I , I feel like the last two years have been so unpredictable. I, I am not that COVID is over, but I think the PhD period might be declared over at an earlier point than we expect , um , for one reason and another. And when that happens, I think there's gonna be a mad scramble to figure out what, what was done under the waivers and how to undo them, or if they need to be. So I think that's gonna be out there. And then I do think as well, that we'll start seeing some enforcement , um , for things that are coming out of the pandemic and the additional funding that's gone into , um , PhD efforts, maybe specifically HRSA . Um , so just the things that keep me up at night.

Speaker 4:

Yeah. I would, I would say enforcement , um, you know, unless, unless COVID goes on in a terrible pace for the whole next year, it seems like , um, a lot of enforcement activity may be coming specifically related to COVID , but also , um, you know, to the extent that some activities may have been ramped down while providers and others were just struggling to take care of patients for two years.

Speaker 2:

Yeah. And that's , um, yeah , I think both of you are right. And a lot of it is gonna be dependent on whether, you know, we succeed in getting to a situation and where COVID is perhaps still around, but no longer an emergency, but it's something that we've kind of built into, you know, our day to day life. I hate to tell , talk about it that way, but , um, obviously we are looking at adjustments that have been made, some of which I think are gonna have to stay in place because that's the world we're living in now. But , um , but I do expect we'll see some stopping and, and taking stock of what's happened, particularly with so many new inference into various parts of the healthcare spectrum. Um, I think, you know, Dan , you talk about enforcement activity. I think we are gonna see that, cuz I think we're gonna see some of these people who, you know, suddenly became laboratory experts and testing experts and, and , um , COVID experts are perhaps gonna be a call to account for some of the things that they did or didn't do in that process , uh , because they really had not prepared to do it.
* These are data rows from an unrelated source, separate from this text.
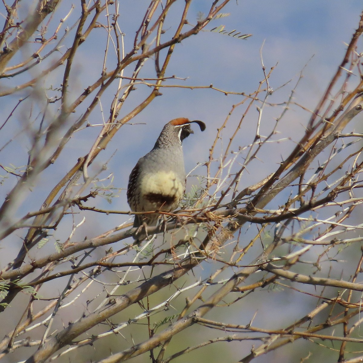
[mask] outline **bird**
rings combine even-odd
[[[205,124],[198,120],[189,121],[180,117],[164,126],[152,150],[140,158],[132,169],[127,185],[127,202],[132,212],[158,211],[171,212],[179,206],[185,191],[186,174],[182,144],[194,134],[191,124],[197,123],[201,131]],[[134,227],[138,227],[135,240],[141,227],[155,226],[158,213],[135,215]]]

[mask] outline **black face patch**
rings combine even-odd
[[[158,208],[174,204],[176,202],[175,195],[164,195],[160,193],[149,193],[144,196],[145,199],[150,203],[155,203]]]
[[[180,131],[180,141],[183,140],[190,135],[191,134],[194,134],[193,130],[190,128],[190,125],[185,125],[181,128]]]

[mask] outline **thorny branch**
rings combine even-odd
[[[131,42],[119,23],[121,3],[80,2],[65,10],[57,6],[58,1],[42,0],[29,16],[17,19],[22,2],[9,5],[3,1],[0,77],[6,83],[0,97],[25,93],[11,107],[0,131],[19,115],[26,115],[29,122],[12,134],[0,152],[11,147],[19,135],[26,135],[30,147],[25,170],[1,166],[5,174],[1,182],[14,179],[0,207],[0,237],[4,245],[19,238],[22,243],[0,272],[0,310],[5,314],[17,308],[16,298],[21,295],[27,303],[17,307],[23,310],[16,314],[13,326],[4,327],[8,330],[0,341],[0,358],[11,357],[19,348],[25,351],[33,347],[37,350],[27,351],[24,357],[29,363],[62,356],[69,359],[71,352],[100,342],[107,346],[110,337],[117,334],[118,338],[124,331],[134,337],[127,329],[146,321],[147,334],[140,336],[143,338],[128,342],[126,348],[118,346],[108,356],[92,361],[122,362],[150,352],[153,362],[162,363],[217,342],[253,341],[250,352],[240,361],[246,362],[303,338],[327,347],[327,341],[338,342],[338,361],[359,361],[358,352],[353,353],[355,358],[348,359],[352,353],[348,355],[347,344],[362,342],[354,334],[362,319],[360,295],[356,291],[363,291],[359,279],[363,261],[363,134],[353,131],[350,125],[361,117],[363,108],[363,53],[358,43],[363,13],[343,60],[316,107],[310,110],[294,98],[303,71],[287,100],[274,103],[270,77],[278,65],[267,69],[262,48],[262,79],[251,93],[222,90],[212,83],[173,83],[185,80],[168,74],[175,49],[224,16],[219,12],[229,0],[211,2],[207,15],[199,17],[195,25],[187,20],[191,18],[190,0],[183,2],[177,21],[171,17],[175,16],[172,11],[179,2],[151,1]],[[174,24],[170,29],[166,25],[170,19]],[[49,35],[50,28],[53,33]],[[83,90],[73,89],[78,55],[86,51],[85,45],[98,30],[105,32],[106,40],[97,79],[90,77]],[[20,51],[24,53],[21,60]],[[152,73],[145,77],[150,58]],[[354,74],[360,77],[352,77]],[[45,85],[51,76],[57,80],[55,85]],[[140,94],[135,103],[131,99],[139,94],[138,87],[147,91]],[[116,195],[112,176],[103,178],[107,163],[101,162],[95,172],[90,166],[123,125],[160,95],[162,89],[176,87],[241,96],[218,127],[208,160],[192,171],[203,174],[200,171],[204,168],[205,176],[199,176],[200,185],[185,196],[180,210],[160,213],[164,223],[148,227],[151,238],[141,244],[133,241],[135,229],[126,219],[97,236],[82,234],[82,225],[92,223],[90,215],[114,213],[128,217],[135,214],[102,208],[102,198]],[[129,108],[124,107],[126,105]],[[29,202],[25,204],[27,209],[20,208],[23,196],[41,178],[48,177],[49,167],[60,167],[58,159],[72,139],[81,130],[94,129],[89,118],[98,107],[102,127],[89,139],[88,152],[77,155],[73,167],[47,184],[41,201],[37,200],[40,206]],[[281,113],[264,136],[266,113],[272,107],[280,107]],[[294,108],[308,114],[304,132],[276,170],[259,171],[254,184],[241,188],[244,176],[263,159],[263,153],[290,141],[285,134],[277,135],[281,120]],[[241,130],[256,109],[256,134],[249,144],[242,145]],[[123,113],[124,109],[127,110]],[[105,110],[109,110],[106,116]],[[49,245],[51,240],[54,246]],[[123,244],[117,243],[120,241]],[[337,266],[340,275],[334,271]],[[344,271],[352,267],[350,273]],[[259,313],[251,314],[248,309],[244,314],[251,317],[247,324],[204,317],[217,307],[237,306],[250,295],[282,286],[309,298],[309,306],[313,306],[295,313],[291,323],[271,319],[278,326],[259,326]],[[156,297],[165,287],[168,297]],[[173,306],[183,298],[185,302]],[[135,306],[141,313],[129,312],[135,311],[131,310]],[[63,312],[70,309],[72,321],[59,323]],[[124,310],[129,319],[120,321],[116,314]],[[180,341],[179,351],[167,356],[171,343],[196,325],[219,331],[219,334],[238,335],[203,338],[189,347]],[[342,333],[337,334],[335,329],[341,327]],[[350,351],[352,346],[349,346]]]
So anyway, I think this has been a great discussion and I think one thing , uh , if we want one conclusion that no one can argue with , uh , that I personally think is a conclusion is that healthcare lawyers are still gonna have a lot of stuff to do in 2022. Um, and some of it will be challenging stuff that we haven't done before, which is always fun. Uh, so we're appreciative of a , a for providing this opportunity for us to talk about some of those ideas and concepts and , uh, and we'll look forward to what happens next. Thank you all for your time.